Issue #152, December 2006

How classical economics fails to comprehend free and open-source software development. And, how it's making a whole new world that's bigger and better for everybody.

At the beach last summer, I caught up with my cousin, Charles Crissman, PhD—a veteran scientist, agricultural economist and Deputy Director General for Research at CIP (better known as the Potato Institute), a large international development organization headquartered in Peru. What surprised and gratified me most was learning from Charles that the results of CIP's research and development are open and accessible. They don't want to see their work benefit one government, or one company, to the exclusion of anybody else, no matter who pays for the work. Agriculturally speaking, they are not in the business of building silos or walled gardens. Instead, they are in the business of helping nature. Literally.

In response, I explained how free software and open-source developers aren't just helping nature, but making it. Their work is creating the core, mantle and crust of a new digital world of code growing within and alongside the physical one. I added that this digital world's geologies are created on NEA principles: Nobody owns it, Everybody can use it, and Anybody can improve it.

“Yes”, he said. “You're talking about pubic goods.” The term public goods intrigued me. But there was no connectivity at the beach, and we really weren't there to discuss economics anyway. So, I did that after I got home.

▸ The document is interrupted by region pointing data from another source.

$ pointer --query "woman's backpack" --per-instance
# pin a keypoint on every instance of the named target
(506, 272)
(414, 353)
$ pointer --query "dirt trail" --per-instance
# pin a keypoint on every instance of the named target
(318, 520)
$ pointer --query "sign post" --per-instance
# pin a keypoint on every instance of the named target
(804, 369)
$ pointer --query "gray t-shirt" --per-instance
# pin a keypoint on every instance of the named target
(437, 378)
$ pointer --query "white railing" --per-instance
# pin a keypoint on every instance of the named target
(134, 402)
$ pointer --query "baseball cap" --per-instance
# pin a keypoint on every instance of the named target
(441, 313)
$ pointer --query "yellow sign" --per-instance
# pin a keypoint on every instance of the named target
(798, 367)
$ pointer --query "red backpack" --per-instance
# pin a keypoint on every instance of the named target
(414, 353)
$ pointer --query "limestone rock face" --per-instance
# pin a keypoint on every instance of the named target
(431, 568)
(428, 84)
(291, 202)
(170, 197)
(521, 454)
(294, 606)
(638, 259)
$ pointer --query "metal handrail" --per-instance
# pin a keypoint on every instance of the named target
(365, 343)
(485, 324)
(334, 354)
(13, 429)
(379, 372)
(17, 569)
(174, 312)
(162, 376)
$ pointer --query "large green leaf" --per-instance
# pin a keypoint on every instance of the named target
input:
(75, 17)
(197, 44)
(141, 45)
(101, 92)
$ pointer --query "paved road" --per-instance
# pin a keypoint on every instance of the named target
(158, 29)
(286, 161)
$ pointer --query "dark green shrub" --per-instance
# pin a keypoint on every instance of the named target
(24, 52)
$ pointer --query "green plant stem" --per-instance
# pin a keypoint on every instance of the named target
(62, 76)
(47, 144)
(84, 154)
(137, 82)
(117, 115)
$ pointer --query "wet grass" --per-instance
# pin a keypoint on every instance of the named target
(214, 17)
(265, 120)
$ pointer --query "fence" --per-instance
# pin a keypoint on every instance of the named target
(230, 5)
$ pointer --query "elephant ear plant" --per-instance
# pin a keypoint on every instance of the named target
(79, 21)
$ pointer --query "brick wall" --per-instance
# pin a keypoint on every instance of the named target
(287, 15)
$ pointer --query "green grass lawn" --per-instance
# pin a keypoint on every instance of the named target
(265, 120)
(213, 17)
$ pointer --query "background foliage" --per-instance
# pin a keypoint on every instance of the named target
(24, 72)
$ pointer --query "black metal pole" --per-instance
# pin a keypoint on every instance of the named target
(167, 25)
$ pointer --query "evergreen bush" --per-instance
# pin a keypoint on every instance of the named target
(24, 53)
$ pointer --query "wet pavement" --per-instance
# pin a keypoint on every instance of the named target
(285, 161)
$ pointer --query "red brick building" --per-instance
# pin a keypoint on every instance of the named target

Public goods are non-rivalrous, it turns out. In other words, they are not scarce. Consuming any of them does not reduce the sum available to others. Wikipedia adds:

The term public good is often used to refer to goods that are non-excludable as well as non-rival. This means it is not possible to exclude individuals from the good's consumption. Fresh air may be considered a public good as it is not generally possible to prevent people from breathing it. However, technically speaking, such goods should be called pure public goods. These are highly theoretical definitions: in the real world there may be no such thing as an absolutely non-rival or non-excludable good, but economists think that some goods in the real world approximate closely enough for these concepts to be meaningful.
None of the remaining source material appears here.